Age-associated microRNA expression in human peripheral blood is associated with all-cause mortality and age-related traits

Recent studies provide evidence of correlations of DNA methylation and expression of protein-coding genes with human aging. The relations of microRNA expression with age and age-related clinical outcomes have not been characterized thoroughly. We explored associations of age with whole-blood microRNA expression in 5221 adults and identified 127 microRNAs that were differentially expressed by age at P<3.3x10(-4) (Bonferroni-corrected). Most microRNAs were underexpressed in older individuals. Integrative analysis of microRNA and mRNA expression revealed changes in age-associated mRNA expression possibly driven by age-associated microRNAs in pathways that involve RNA processing, translation, and immune function.

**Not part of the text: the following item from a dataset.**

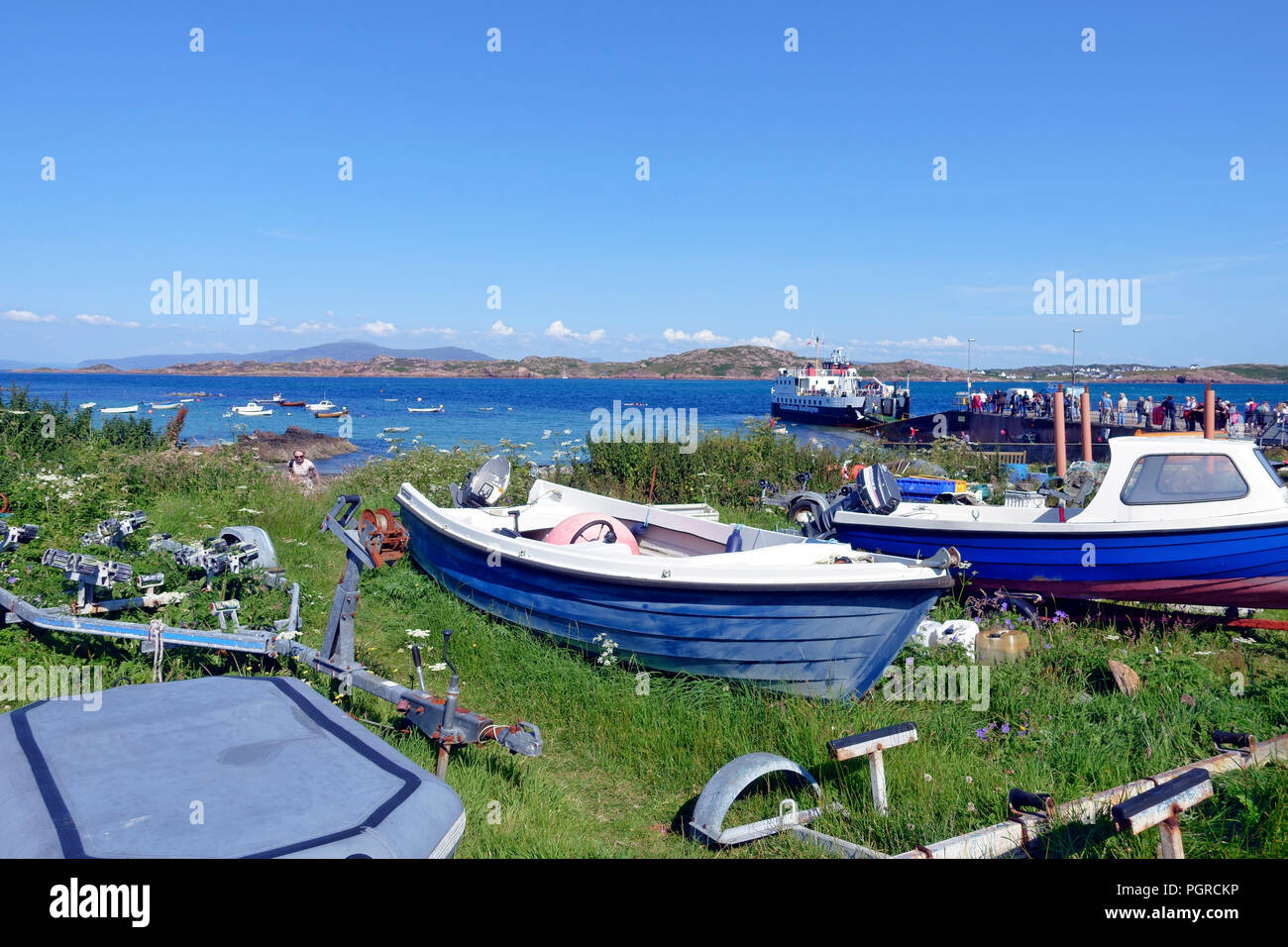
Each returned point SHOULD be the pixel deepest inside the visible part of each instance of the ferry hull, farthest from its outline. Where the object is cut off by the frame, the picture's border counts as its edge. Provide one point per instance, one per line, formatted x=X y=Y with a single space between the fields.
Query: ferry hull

We fitted a linear model to predict microRNA age' that incorporated expression levels of 80 microRNAs. MicroRNA age correlated modestly with predicted age from DNA methylation (r=0.3) and mRNA expression (r=0.2), suggesting that microRNA age may complement mRNA and epigenetic age prediction models. We used the difference between microRNA age and chronological age as a biomarker of accelerated aging (Delta age) and found that Delta age was associated with all-cause mortality (hazards ratio 1.1 per year difference, P=4.2x10(-5) adjusted for sex and chronological age). Additionally, Delta age was associated with coronary heart disease, hypertension, blood pressure, and glucose levels. In conclusion, we constructed a microRNA age prediction model based on whole-blood microRNA expression profiling. Delta Age-associated microRNAs and their targets have potential utility to detect accelerated aging and to predict risks for age-related diseases.